RSS is my answer to everything. So simple, so straightforward, so flexible. Yet, as I've mentioned here before, I'm amazed how few government web sites - especially new ones - offer feeds. The number using RSS feeds to pull content in, of course, is even smaller. A few months back, I asked readers how many had websites which could import content via RSS. The results were depressingly predictable (or should that be predictably depressing?).

If it's something you'd like to add to your site, Google might well have a solution. They've made available a 'feed API', based on simple Javascript, to pull headlines together from any RSS feeds (yes, plural) you specify, and turn them into HTML for inclusion in your pages. You can have a conventional one-line ticker, or a vertical presentation: in an aggregated list, or divided by source. Adding a live view of the latest headlines from any given (RSS-enabled) site just became as easy as copy-and-paste... assuming your CMS is OK about you entering Javascript.

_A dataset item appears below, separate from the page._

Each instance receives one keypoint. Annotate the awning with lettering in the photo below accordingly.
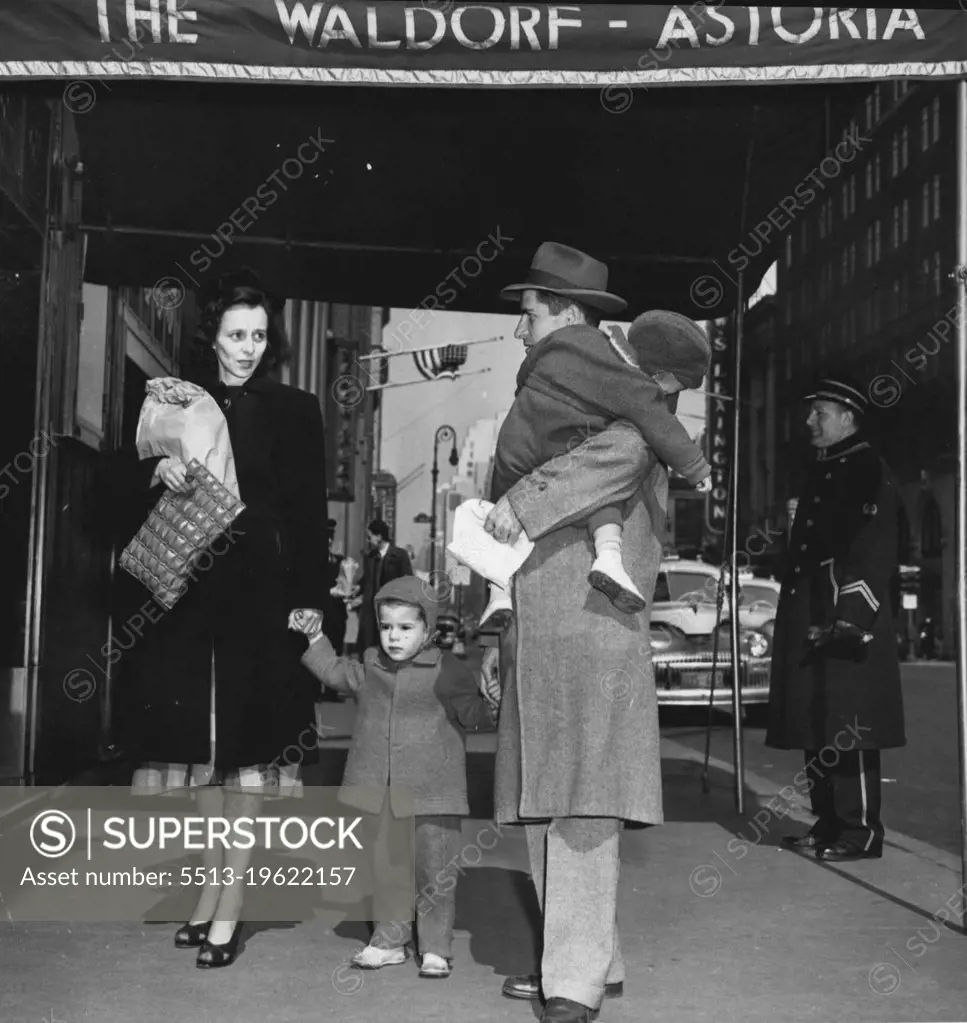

Of course Google's far from the first to do this... but I've never seen a similar service with the same big-name, long-term backing. The code looks relatively simple to hack if you need to, and you should be able to dress it up in the host site's font/colours using basic CSS. Plus, the Google 'widgets' are really neat, with hover effects and animations built in. It's far from 'industrial strength', but it might well be enough for smaller projects.

  • Remebering, of course, that many folk suppress Javascript by default... (Firefox No Script fr'instance).

    Having said that, it's excellent news.

  • Do you mean 'many nerds suppress Javascript by default'?

  • I can't imagine that many people have got the faintest idea what you're talking about.